The competition between one another, which began as kids, continues to this day. The Barretts are both aiming to be world champions and they’ve managed to help each other along the way despite different fight styles, sharing advice in and out of the cage and driving one another to be successful.
“Normally, it comes in the form of, ‘Hey, you’re a fucking idiot. Don’t do that!’” Peter said. “It’s just constructive criticism. We’re always giving each other feedback.”
Max admits he’s the more “laid back” of the two, both in real life and inside the cage, but he and his brother have displayed similar knockout power; Peter is Cage Titans’ all-time leader in career knockouts as he enters Friday’s fight against the dangerous Davis, who is coming off a first-round knockout win at “Cage Titans 29” in June.
Having fought on the same fight card before, the Barretts are used to the camaraderie and competition and actually prefer to be featured together on the same night because of the support from family and friends. On Friday, the stakes are higher than ever with a much larger audience getting their first glimpse of what New England’s toughest fight family is all about.

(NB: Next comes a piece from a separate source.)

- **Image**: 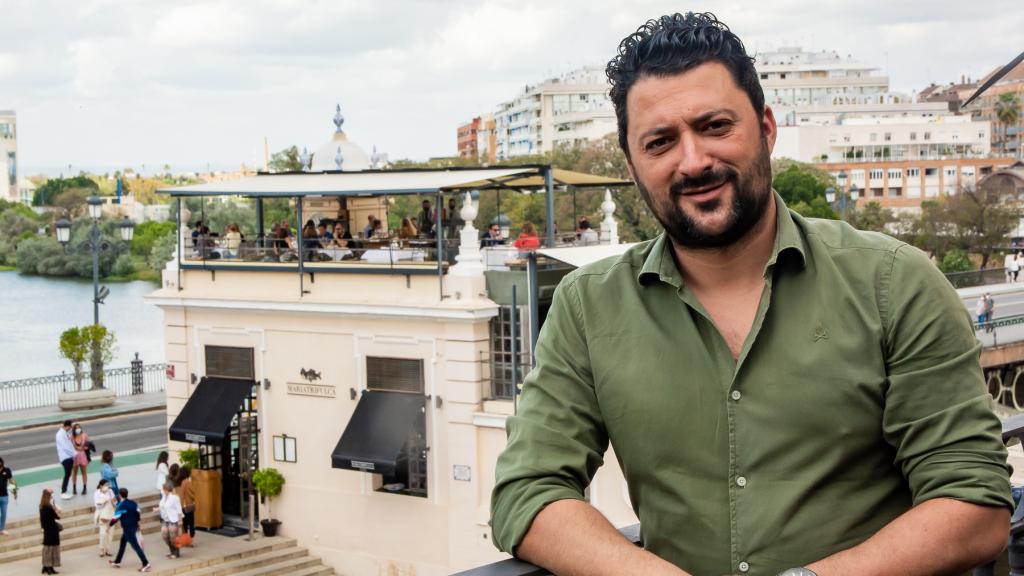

“We’ve done it before, so it’s just another day for us,” Peter said. “We’re excited about the opportunity.”
Tickets for “CES MMA 39” are priced at $45.00, $55.00, $75.00 and $125.00 (VIP) and can be purchased online at www.cesboxing.com or www.cagetix.com or by phone at 401-724-2253/2254. All fights and fighters are subject to change.
“CES MMA 39” features eight action-packed bouts, including the main event showdown between East Bridgewater, Mass., middleweight Chuck O’Neil (17-8, 6 KOs) and Lawrence, Mass., vet Wilfredo Santiago (6-3, 5 KOs), and a featherweight battle between 25-fight vet Saul Almeida (18-7, 1 KO) of Framingham, Mass., and Abington prospect Manny Bermudez (7-0, 1 KO), who puts his unbeaten record on the line.
Also on the main card, Quincy, Mass., light heavyweight Mike Rodriguez (5-1, 3 KOs) returns following an impressive network television debut at “CES MMA 38” in September to face New Hampshire’s Kevin Haley (5-3, 2 KOs) and Milford, Mass., flyweight Remo Cardarelli (6-4) faces Josh Ricci (2-0) of Whitesville, N.Y.
Sandwich, Mass., welterweight Bobby Flynn (6-3, 1 KO), fresh off his win over Kevin Horowitz at “CES MMA 36,” battles unbeaten Crofton, Md., native Micah Terrill (6-0, 5 KOs) on the main card while Connor Barry (1-0) of Holbrook, Mass., faces lightweight Anthony Giachina (1-0) of Selden, N.Y., on the preliminary card.
“CES MMA 39” also features two amateur bouts; Charles Bonnar faces Zach Fritz-Kill and Joe Mikolinksi battles Shane Brady.